What is NLP?
(for this course)

intro

Published

August 24, 2022

NLP \(\in\) Computational Linguistics

In set notation, \(\in\) means “is an element of”. That is, there’s a large set of things called “Computational Linguistics”, and NLP is a part of that larger set.

“Computational Linguistics” covers a very broad range of topics. Natural Language Processing is currently an area of research and application that receives a lot of attention & money, but Computational Linguistics is a much broader umbrella term. The Association for Computational Linguistics defines it as

Computational linguistics is the scientific study of language from a computational perspective. Computational linguists are interested in providing computational models of various kinds of linguistic phenomena. These models may be “knowledge-based” (“hand-crafted”) or “data-driven” (“statistical” or “empirical”). Work in computational linguistics is in some cases motivated from a scientific perspective in that one is trying to provide a computational explanation for a particular linguistic or psycholinguistic phenomenon; and in other cases the motivation may be more purely technological in that one wants to provide a working component of a speech or natural language system. Indeed, the work of computational linguists is incorporated into many working systems today, including speech recognition systems, text-to-speech synthesizers, automated voice response systems, web search engines, text editors, language instruction materials, to name just a few.

Some examples of \(\{x | x \in \text{CL}~\text{and}~x \ne \text{NLP}\}\)

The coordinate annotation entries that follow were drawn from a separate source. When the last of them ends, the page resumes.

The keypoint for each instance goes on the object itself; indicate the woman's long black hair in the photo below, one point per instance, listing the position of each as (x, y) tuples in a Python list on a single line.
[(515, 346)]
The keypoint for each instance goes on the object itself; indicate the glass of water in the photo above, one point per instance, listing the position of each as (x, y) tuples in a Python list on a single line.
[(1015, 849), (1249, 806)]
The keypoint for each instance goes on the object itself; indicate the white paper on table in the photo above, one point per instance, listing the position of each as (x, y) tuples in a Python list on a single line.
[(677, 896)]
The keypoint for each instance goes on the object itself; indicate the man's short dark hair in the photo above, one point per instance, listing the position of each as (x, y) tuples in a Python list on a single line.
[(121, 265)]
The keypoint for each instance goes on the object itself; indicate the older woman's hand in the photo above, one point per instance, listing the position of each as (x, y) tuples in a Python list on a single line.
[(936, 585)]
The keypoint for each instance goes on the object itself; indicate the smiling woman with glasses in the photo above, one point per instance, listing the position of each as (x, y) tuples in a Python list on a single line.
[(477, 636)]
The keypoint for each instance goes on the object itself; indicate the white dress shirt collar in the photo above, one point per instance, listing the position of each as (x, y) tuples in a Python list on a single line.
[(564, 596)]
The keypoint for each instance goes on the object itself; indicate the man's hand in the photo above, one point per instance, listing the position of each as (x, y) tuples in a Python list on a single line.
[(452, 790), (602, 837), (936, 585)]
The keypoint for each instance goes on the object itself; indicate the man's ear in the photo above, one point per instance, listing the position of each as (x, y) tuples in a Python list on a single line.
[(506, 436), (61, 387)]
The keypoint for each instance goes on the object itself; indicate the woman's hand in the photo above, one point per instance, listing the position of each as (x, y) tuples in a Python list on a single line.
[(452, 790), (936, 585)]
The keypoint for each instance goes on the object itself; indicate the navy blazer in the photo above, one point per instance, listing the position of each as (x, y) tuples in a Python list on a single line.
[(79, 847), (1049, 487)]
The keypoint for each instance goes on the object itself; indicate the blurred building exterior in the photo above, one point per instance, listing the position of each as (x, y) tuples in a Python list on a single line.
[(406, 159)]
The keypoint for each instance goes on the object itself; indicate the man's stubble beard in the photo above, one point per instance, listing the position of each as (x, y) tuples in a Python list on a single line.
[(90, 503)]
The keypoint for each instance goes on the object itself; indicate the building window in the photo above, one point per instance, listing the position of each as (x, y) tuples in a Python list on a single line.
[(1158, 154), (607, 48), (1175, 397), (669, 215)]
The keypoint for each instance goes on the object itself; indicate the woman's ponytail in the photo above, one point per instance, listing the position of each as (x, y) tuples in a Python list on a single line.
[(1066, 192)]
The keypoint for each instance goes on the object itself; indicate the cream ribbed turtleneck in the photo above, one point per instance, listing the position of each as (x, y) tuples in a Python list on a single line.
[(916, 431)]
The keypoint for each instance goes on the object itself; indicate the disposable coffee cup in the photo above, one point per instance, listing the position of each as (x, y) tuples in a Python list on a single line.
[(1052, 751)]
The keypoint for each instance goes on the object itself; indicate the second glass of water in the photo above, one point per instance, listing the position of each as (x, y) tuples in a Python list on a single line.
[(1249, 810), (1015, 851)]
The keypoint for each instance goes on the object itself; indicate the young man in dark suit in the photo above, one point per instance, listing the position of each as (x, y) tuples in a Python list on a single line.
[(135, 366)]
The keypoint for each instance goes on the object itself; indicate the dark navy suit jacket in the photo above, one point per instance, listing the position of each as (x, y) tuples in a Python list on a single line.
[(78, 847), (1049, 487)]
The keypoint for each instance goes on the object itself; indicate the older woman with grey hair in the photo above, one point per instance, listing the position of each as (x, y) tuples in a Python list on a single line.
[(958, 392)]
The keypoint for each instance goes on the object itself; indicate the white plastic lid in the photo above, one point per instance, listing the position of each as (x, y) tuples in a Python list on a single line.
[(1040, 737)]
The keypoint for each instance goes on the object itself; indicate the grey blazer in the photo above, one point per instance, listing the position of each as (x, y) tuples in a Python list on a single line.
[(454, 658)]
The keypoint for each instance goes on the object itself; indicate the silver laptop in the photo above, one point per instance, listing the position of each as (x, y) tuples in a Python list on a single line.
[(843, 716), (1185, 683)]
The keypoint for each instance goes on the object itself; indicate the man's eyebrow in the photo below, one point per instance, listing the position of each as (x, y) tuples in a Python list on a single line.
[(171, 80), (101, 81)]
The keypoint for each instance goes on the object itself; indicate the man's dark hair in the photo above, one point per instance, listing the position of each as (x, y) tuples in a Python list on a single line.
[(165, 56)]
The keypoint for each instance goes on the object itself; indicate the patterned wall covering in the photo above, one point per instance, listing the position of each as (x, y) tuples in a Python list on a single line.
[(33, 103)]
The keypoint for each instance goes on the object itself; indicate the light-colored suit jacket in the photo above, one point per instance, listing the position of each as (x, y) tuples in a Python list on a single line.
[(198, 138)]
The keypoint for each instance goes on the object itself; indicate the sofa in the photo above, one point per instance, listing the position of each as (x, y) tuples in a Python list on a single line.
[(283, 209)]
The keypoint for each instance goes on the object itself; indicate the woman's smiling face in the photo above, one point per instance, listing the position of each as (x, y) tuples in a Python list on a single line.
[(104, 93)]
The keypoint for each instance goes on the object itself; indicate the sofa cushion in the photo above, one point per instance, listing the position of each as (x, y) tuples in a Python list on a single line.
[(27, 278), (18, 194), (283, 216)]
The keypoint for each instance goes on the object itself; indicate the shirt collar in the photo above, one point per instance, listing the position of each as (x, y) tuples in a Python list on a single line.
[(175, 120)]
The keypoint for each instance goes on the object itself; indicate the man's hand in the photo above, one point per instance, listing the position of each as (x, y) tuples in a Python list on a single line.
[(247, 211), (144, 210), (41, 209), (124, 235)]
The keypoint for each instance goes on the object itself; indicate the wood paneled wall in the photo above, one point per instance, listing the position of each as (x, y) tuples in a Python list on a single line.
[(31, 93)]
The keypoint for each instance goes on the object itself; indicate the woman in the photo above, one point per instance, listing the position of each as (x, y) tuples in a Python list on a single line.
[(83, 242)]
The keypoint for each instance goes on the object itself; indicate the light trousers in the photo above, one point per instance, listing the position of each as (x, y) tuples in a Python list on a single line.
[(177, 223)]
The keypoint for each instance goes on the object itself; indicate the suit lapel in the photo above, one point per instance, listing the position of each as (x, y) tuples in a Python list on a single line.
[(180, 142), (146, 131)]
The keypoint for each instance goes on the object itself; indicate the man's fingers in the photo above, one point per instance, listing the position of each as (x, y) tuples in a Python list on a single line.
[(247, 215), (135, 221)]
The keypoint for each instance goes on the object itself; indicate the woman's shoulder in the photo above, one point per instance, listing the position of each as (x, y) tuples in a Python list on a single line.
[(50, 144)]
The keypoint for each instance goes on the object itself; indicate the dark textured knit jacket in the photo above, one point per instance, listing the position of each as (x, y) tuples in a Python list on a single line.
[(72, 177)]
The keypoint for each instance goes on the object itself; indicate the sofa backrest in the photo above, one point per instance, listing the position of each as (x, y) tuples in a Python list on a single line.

This is set notation that means “the set of things, such that each thing is in Computational Linguistics, and the thing is not Natural Language Processing

Formalizing Theory

One use of computational linguistics is to formalize linguistic theories into a computational framework. This might seem weird, since a lot of linguistic theory already looks very formal. But giving mathy looking definitions in a verbal description of a theory is a very different thing from implementing that theory in code that will run.

Some examples are

Minimalist Parsers (Berwick and Stabler 2019) implementing parsers for Minimalist Syntax
The Gradual Learning Algorithm (Boersma and Hayes 2001) implementing constraint re-ranking in Optimality Theory
The Tolerance Principle (Charles. Yang 2016), formalizing how learners might acquire rules that have exceptions.

The interesting thing with formalizing verbal theories, computationally, is that things that might seem like big differences in the verbal theories could turn out to be computationally identical, and some things that might not seem like a big difference can turn out to be massively different computationally.

Conceptual Experiments

You can use general computational principles to flesh out what you would expect to happen given under specific theories, or to use specific computational implementations of linguistic theory to explore their consequences.

Here’s a little example from dialectology. We have two proposed principles:

Garde’s Principle: Mergers are irreversible by linguistic means
- once a community gets merger, like the cot/caught merger, it cannot get back the distinction
Herzog’s Corollary: Mergers expand at the expense of distinctions.
- once a community develops a merger, like the cot/caught merger, it will inevitably spread geographically to other communities

We can translate these two principles into a “finite state automaton” below.

A verbal translation of this diagram would be

We start out in a state of distinguishing between /ɔ/ and /ɑ/. With each step in time (“generation”), we probably keep distinguishing between /ɔ/ and /ɑ/ with a 0.9 probability, but there’s some chance we become a merged community. Once we become a merged community, we are overwhelmingly likely to remain a merged community with a 0.99 probability. But there is a very little probability that we might go back to being merged at 0.01 probability.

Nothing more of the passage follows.